Secondly in the 70-79 age group a higher percentage of the vaccinated population are included in the ONS dataset than the percentage of vaccinated deaths included (the dashed red line is above the solid red line). To state the obvious the ONS vaxed mortality is hence understated by the ONS.
And thirdly a lower percentage of the unvaccinated population are included in the ONS dataset than the percentage of unvacinated deaths included (the dashed green line is below the solid green line).

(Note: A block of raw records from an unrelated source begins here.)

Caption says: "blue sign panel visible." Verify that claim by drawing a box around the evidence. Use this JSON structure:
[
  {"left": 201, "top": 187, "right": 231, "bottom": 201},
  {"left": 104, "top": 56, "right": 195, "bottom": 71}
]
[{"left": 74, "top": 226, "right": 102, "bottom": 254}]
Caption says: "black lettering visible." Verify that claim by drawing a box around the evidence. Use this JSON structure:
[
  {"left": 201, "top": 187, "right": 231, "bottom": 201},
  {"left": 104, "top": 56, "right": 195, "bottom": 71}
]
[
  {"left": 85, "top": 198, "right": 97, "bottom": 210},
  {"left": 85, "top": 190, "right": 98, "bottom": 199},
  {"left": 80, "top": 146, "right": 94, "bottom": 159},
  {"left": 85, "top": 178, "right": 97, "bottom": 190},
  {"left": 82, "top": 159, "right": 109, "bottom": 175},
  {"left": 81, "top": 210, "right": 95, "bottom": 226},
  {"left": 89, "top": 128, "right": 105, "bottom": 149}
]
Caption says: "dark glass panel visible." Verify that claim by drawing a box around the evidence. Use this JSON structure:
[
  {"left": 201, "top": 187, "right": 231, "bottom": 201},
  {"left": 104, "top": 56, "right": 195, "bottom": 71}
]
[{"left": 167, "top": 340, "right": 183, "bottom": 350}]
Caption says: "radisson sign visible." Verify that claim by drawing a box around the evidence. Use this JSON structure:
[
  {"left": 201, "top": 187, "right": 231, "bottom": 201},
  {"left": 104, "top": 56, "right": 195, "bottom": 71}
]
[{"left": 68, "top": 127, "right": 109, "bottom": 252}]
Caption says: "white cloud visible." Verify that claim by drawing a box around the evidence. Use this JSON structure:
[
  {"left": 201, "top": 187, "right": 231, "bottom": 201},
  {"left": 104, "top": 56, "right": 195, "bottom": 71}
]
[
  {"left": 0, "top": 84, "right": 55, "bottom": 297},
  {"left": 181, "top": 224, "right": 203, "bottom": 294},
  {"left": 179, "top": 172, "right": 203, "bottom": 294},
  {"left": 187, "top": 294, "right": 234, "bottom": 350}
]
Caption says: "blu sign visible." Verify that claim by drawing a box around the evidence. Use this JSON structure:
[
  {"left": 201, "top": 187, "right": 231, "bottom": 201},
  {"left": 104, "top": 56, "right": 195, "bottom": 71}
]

The ONS unvaxed mortality is therefore overstated by the ONS. Or to put it another way the ghost unvaccinated population have lower mortality than the unvaccinated actually in the ONS dataset.
When you adjust mortality rates for this, the inexplicable ONS dataset implied lower recent non-covid mortality in the vaxed disappears in this 70-79 age group.
These conclusions replicate in some other age groups the 50-59 and 60-69 age groups for example, and the 40-49 age group although there are a few population anomalies there.
Of course the assumption that the percentage of unvaxed is right in NIMS can’t easily be proved although there are many reasons that have been set out before to believe it is a broadly correct assumption. Importantly the ONS dataset doesn’t contradict this assumption that the NIMS unvaxed percentage is correct on the information given to us by ONS. The assumption just determines what proportions of the unvaxed and vaxed English population are included in the ONS dataset, and hence the extent of the biases present.
Add in other likely miscategorisations of the unvaxed and unvaxed still there in the data, then it is highly likely the vaxed are experiencing perhaps 10% higher mortality than the unvaxed (of similar health) but that’s impossible to prove at the moment and is nothing more than an informed guess.